Future Tense

Neil deGrasse Tyson Was Slate’s Personal Astrophysicist for a Day

It’s probably safe to assume that no astrophysicist has hosted as many TV shows as Neil deGrasse Tyson. There was NOVA: The Pluto Files in 2010 plus the continuation of Carl Sagan’s Cosmos in 2014. And now, the director of the Hayden Planetarium is about to launch the second season of his science talk show StarTalk on National Geographic.

The late-night wars have been raging for a few years now, but science education feels so far removed from the drama that Tyson has been able to slip in unnoticed. The trick to what he’s doing on StarTalk (and his radio show of the same name) is that it isn’t so much science education as science entertainment. Leading researchers appear on the show alongside comedians and celebrity guests, and the interview tone is more Tonight Show, less college class.

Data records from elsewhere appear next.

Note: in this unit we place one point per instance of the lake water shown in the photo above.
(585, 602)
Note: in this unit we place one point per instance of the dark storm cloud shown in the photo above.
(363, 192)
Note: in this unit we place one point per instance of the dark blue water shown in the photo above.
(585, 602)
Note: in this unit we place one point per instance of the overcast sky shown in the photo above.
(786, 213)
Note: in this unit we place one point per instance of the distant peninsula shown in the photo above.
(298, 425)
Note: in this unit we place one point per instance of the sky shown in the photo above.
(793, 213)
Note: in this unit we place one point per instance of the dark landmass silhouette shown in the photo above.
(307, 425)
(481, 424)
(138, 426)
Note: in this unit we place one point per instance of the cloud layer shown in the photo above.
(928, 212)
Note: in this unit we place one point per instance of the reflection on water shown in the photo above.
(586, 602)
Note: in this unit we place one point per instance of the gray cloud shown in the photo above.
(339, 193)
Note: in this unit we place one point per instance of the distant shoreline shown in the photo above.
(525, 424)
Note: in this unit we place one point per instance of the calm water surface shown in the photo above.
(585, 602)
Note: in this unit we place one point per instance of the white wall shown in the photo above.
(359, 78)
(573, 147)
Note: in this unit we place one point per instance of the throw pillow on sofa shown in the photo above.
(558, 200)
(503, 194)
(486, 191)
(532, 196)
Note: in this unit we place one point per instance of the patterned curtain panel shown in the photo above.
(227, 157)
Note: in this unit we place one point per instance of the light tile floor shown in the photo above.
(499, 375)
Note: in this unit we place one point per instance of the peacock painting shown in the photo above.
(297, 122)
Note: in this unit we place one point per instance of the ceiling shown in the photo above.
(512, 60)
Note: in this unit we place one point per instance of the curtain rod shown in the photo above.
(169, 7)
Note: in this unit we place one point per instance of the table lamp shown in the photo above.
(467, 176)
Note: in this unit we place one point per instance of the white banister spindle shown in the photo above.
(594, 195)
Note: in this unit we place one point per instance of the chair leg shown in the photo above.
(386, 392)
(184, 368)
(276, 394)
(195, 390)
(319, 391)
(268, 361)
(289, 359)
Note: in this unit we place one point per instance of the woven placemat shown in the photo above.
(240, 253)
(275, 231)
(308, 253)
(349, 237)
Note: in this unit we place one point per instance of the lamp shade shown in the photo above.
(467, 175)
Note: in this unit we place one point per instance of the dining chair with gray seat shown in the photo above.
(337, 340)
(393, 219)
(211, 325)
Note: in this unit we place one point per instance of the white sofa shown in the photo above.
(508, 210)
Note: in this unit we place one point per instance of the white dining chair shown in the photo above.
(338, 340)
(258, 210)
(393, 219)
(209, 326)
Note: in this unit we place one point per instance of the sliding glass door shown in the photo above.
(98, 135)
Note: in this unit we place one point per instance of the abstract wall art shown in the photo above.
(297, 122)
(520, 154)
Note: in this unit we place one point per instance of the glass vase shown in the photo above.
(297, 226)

In the first season of StarTalk, Tyson had science-focused guests like Chris Hadfield and Richard Dawkins but also guests talking about an even broader range of topics like Dan Savage and Arianna Huffington. Season 2 opens with Bill Clinton and also includes Penn and Teller and Larry Wilmore. The roster of guests shows that science entertainment can be mainstream, and is also a reminder of just how many popular figures are actually science ambassadors. Of course George Takei was StarTalk’s first guest.

Before Slate visited Tyson at his office, I had already heard that it was a sort of wonderland of astrophysics memorabilia. A New Yorker profile of Tyson promised an asteroid fragment in his desk drawer. I was not disappointed. The main StarTalk interviews are done in Tyson’s office, so you can spot a lot of his trinkets by watching the show. There’s space beer, an antique sextant, famous scientist action figures (including a “Tyson” figure who seems part Neil deGrasse, part Mike), and lots of model rockets. But it’s also just a normal office where Tyson oversees programming for the Hayden Planetarium and runs the American Museum of Natural History’s astrophysics department.

So what about that asteroid chunk? “Oh yeah, he just had it out this morning,” a publicist told me nonchalantly.